I temi proposti sono:
• Anam: Il Senzanome - Tiziano Terzani e l’Oriente.
• Conflitti del Silenzio: L’Africa, i paesi dimenticati e le guerre del potere.
• Estasi Divina: Il Sufismo, particolarità e risvolti.
• Stelle del Mediterraneo: Maria Carta and Umm Kulthum.
• Qualcuno che non è come gli altri: Il volto dell’Iran contemporaneo.

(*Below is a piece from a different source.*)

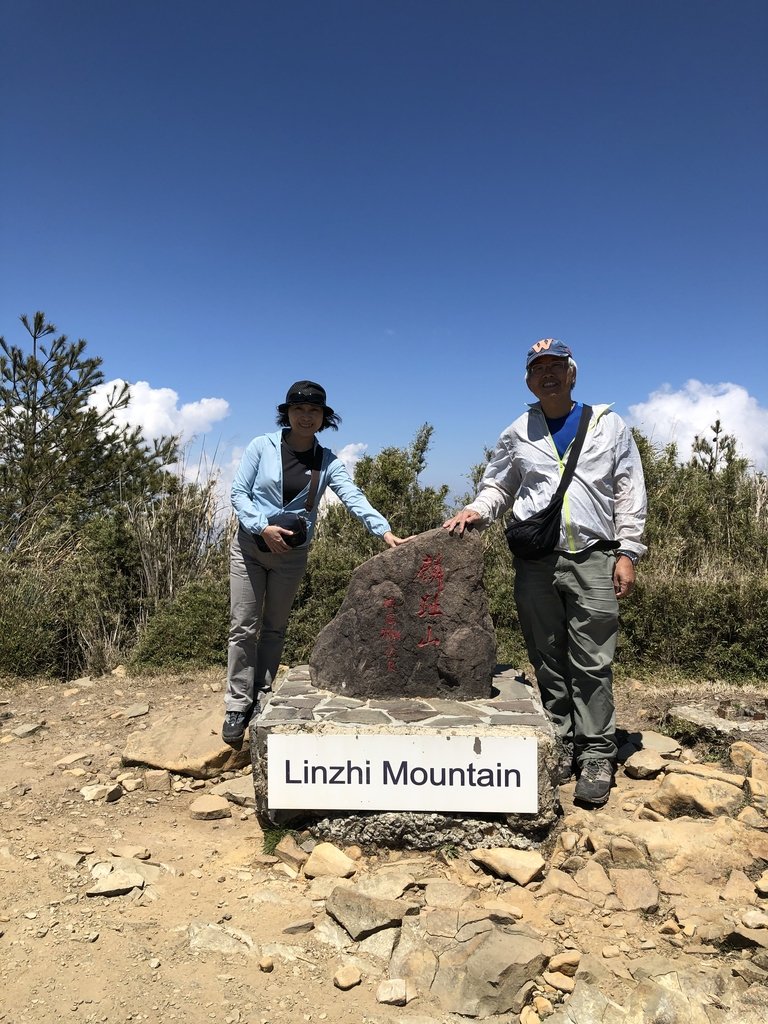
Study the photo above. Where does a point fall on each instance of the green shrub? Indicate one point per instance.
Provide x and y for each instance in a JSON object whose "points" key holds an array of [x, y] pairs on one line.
{"points": [[31, 636], [189, 631], [709, 628]]}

Ciascun argomento verrà discusso durante delle conferenze a cui parteciperanno esperti, ricercatori, giornalisti e artisti provenienti da vari paesi. A ciascun argomento è associato un Call for Papers e una serie di eventi artistici quali concerti, proiezioni di film, spettacoli teatrali e mostre fotografiche.
I temi del Call for Papers sono:
1) Terziano Terzani, ovvero “della pace e della guerra” nel cuore dell’uomo.
2) Antiche catene per nuove schiavitù: i conflitti del silenzio nell’Africa contemporanea
3) “Molte strade portano a Dio, io ho scelto quella della danza e della musica…“(Mevlana) - La strada sublime della danza e della musica nel divino mondo del sufismo.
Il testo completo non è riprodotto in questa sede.